The workers' decision to go on strike was announced after the emergency meeting by the National Executive Council (NEC) of the Petroleum and Natural Gas Senior Staff Association of Nigeria (PENGASSAN) and the National Union of Petroleum and Natural Gas Workers (NUPENG).
NUPENG President, Peter Akpatason said that the unions rejected the recent pronouncement by the government on the total deregulation of the sector and the planned privatisation of the nation's refineries and its subsidiaries, further indicating that the security situation in the oil hub has not improved.
"Our meeting looked at two major issues, the insecurity in the Niger Delta, as well as the purported deregulation in the downstream sector of the oil and gas,” he said.
Early February the Nigerian oil union delayed the strike in protest of the spate of kidnappings against workers in the Niger delta while negotiations are continuing with the government.

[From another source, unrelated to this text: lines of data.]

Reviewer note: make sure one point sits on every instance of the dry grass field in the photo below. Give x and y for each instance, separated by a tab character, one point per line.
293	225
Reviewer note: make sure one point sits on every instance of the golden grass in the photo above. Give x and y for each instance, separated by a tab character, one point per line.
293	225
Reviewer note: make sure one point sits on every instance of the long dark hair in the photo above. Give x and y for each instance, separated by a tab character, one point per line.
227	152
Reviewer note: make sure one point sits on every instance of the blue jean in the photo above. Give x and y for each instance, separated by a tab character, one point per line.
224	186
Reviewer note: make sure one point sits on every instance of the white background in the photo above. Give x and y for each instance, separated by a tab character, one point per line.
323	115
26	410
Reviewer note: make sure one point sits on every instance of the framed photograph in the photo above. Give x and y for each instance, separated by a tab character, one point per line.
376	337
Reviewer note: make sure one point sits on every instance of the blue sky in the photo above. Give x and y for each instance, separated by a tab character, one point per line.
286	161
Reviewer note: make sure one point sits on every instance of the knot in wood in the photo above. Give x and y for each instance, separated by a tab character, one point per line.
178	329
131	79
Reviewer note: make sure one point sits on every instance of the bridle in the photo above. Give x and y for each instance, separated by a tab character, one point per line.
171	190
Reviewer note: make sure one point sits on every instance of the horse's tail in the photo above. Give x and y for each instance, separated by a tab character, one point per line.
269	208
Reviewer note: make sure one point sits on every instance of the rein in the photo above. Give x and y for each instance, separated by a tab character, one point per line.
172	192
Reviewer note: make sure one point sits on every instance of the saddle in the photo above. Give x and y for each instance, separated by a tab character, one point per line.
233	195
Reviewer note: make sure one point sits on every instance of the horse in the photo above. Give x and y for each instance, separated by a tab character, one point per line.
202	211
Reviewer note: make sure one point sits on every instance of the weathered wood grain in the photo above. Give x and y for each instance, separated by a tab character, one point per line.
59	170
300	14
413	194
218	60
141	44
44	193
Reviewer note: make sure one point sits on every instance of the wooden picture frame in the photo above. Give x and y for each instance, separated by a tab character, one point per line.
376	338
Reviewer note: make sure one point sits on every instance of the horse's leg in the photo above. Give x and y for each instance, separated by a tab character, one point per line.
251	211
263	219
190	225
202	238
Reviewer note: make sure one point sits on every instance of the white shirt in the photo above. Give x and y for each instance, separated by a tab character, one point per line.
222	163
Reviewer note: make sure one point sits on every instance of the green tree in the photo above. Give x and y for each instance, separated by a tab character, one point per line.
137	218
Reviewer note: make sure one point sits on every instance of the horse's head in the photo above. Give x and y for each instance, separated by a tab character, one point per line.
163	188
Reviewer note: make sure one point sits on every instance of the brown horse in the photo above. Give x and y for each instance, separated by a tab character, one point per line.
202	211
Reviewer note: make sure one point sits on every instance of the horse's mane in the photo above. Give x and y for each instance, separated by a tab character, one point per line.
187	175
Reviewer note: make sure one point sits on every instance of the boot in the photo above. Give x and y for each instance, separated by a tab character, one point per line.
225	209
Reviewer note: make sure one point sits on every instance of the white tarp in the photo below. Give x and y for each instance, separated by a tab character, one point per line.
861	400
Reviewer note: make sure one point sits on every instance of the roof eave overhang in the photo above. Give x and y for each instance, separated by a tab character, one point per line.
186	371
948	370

The unionist accused the government of turning a blind eye to the worrying security situation in the region, saying the two unions had agreed that the prevailing economic situation in the country does not support total deregulation of the oil industry.
Mr Akpatason said the Union has also agreed that a series of protest would be carried out between now and 21 days and at the end of it, the unions will embark on a comprehensive three days as a warning strike.
The unions have however expressed their reluctance to hold talks with government, saying the government has for the long time deserted the oil industry.
Armed attacks and kidnappings and hijackings of vessels in the Niger Delta, which is home to Nigeria's oil industry, have cut the African nation's exports more than 20 percent since 2006.
Local reports said a number of militants in the region claiming to be fighting for a fairer share of the region's oil wealth for local people, have resorted to abductions and are out to make money through ransom demands.
The Movement for the Emancipation of the Niger Delta, the main armed group in the region, says it's fighting for the region's poor and has distanced itself from armed groups engaged in kidnappings for ransom.